For more than a few weeks I have had the intention to write a post about my positive relationships with men. And the difficulty starts right there. I can’t just say “relationships with men” without immediately clarifying that I am not referring to romantic or intimate relationships per se, but to friendships and familial relationships with men. I want to speak about men whom I know well, whom I like and respect and whose presence add value and meaning to my life. I want to write about them because they matter and need to hear from me directly that they matter. And the questions that came up for me in this process tell another story, though: Why does it feel risky to write good things about men? What is the significance of being a strong, independent woman and saying nice things about men?
What got me started on this idea was a series of empowering conversations I had earlier in the year with three very different male friends of mine on three consecutive days. Following each conversation I felt so remarkably grateful for the friendship we share and the way we can go deep on topics of personal importance. Each of these men challenged and encouraged me in these talks. Each of them was open to the feedback I had for them and in each instance I enjoyed being on equal footing. There was no competing for air time; no awkward power differential to overcome. And yet I could recognize some differences to conversations I might have about similar topics with female friends. My male friends offered some approaches I hadn’t considered, they shared their estimations of certain situations from unique perspectives as males and I felt enriched.
The weeks ticked by and still the post was not written. More positive conversations and connections had with other males in different contexts, still no post written. Rather, other posts were written, but not the “nice things I have to say about some men” post. And I began to wonder. Of course, public writing has made more sensitive to a host of social and political undercurrents in current discourse. In my self-selected filter bubble which is decidedly left-leaning, feminist, strongly social justice and education oriented, men are welcome but need to watch their step, check their privilege and avoid saying the wrong thing in the wrong way or both of those. Women acting in the same forums, of course, face challenges in other dimensions (death and rape threats) which put those male ‘constraints’ (for lack of a better word) absolutely into perspective. It is fairly uncomplicated and certainly a pleasure to write great things about the women in my life as I have done before. It also striking to acknowledge the ambivalence I feel in doing something similar for men.
And this intersection is where I think we need to go.

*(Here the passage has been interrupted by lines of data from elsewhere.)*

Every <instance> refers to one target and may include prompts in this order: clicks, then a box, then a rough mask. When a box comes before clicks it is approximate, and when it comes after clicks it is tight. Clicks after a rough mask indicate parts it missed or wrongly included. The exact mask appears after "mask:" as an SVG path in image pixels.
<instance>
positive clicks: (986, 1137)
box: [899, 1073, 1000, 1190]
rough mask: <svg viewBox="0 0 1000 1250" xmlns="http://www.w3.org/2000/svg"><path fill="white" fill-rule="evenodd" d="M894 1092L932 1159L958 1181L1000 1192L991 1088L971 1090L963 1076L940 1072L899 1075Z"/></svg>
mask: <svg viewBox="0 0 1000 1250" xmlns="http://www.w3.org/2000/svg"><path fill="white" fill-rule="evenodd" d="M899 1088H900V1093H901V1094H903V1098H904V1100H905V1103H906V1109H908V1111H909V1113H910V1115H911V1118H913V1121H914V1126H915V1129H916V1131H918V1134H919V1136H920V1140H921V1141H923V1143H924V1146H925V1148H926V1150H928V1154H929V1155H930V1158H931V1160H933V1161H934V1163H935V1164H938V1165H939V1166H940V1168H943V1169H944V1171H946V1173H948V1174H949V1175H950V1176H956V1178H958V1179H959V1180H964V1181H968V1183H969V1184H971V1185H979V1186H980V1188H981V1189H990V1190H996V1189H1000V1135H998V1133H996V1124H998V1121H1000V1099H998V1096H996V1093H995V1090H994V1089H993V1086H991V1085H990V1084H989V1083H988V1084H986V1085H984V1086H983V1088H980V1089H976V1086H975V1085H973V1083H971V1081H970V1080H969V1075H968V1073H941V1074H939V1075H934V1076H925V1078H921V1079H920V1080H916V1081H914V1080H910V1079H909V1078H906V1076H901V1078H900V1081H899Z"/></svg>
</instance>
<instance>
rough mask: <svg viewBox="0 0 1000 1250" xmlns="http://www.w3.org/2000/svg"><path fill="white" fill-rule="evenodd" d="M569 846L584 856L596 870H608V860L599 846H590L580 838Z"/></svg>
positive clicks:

Appreciation and acknowledgement of men as allies, as valued members of the same society may seem redundant to some. I mean to let major media tell the story, men get all the gold, glory and the credit or at least most of it. Yes, and. This is not true for all men. As a rule it benefits me greatly to listen to women and men. In order to write this post and be witness both to the struggles women face daily and the good things that I observe among men I know, I have to maintain a mindset of “yes, and” rather than “yes, but”. Holding the space for both realities, for differing perspectives and experiences is critical to taking this walk. “Yes, and” is the walk I commit myself to every time I press “publish.”
When I was a 13 year old boy-crazy girl growing up in Cleveland, my dream was to be surrounded by good looking guys. Well, as the saying, goes: watch what you wish for because you might receive. Here I am at mid-life and when I celebrate Christmas I am surrounded by good looking guys, only (my husband, my Ex, and 2 sons). The irony. I love them all and I think each time anew about options for recruiting some female energy into our party next year. The ingredients I consistently seek in promoting my own growth and those around me are balance and diversity. So the value of male voices in the dialogues in which I engage is not lost on me, even if their messages can infuriate me. Sometimes I forget that I, too, have the potential to frustrate and infuriate my dialogue partners, male and female. No one holds a monopoly on this capacity, I’m afraid.
On social media I have had the pleasure of encountering numerous male contributors who regularly expand my horizons and stretch my thinking. I find much in common with them on several themes specifically around education and social justice and I appreciate the many ways in which they have supported and championed my voice in digital spaces. I am so glad they are present and engaging and also willing to wrestle with some of the tough stuff. These are also men who can examine and unpack their various layers of privilege which are unique to each of them. In their company I feel safe, valued and welcomed.
I have a brother who is five years older. Although we have lived on different continents for most our adult lives, what impresses me most about him is his role as the family connector. He is the one who has maintained and strengthened ties with uncles, aunts and cousins across the country on behalf of our family. Every cousin imaginable is only a phone call away for him. I love this about him and my gratitude to him is immeasurable. And I applaud the fact that he is a male taking up what has traditionally been ‘women’s work’ in our family.
In my world, the men I care about and value are several. Who they are, the gifts they bring, the time they take – all of these mean so much to me and certainly to many others. Being male is but one aspect of their identity and each one of them expresses their maleness distinctly, uniquely and vitally. Our mutual capacity to sustain each other in life-affirming ways, friend-to-friend, brother-to-sister, partner-to-partner, requires careful tending to from both sides.
In this spirit, I raise my glass in honor of the great men in my life. You matter. Live long, prosper and please stay in touch.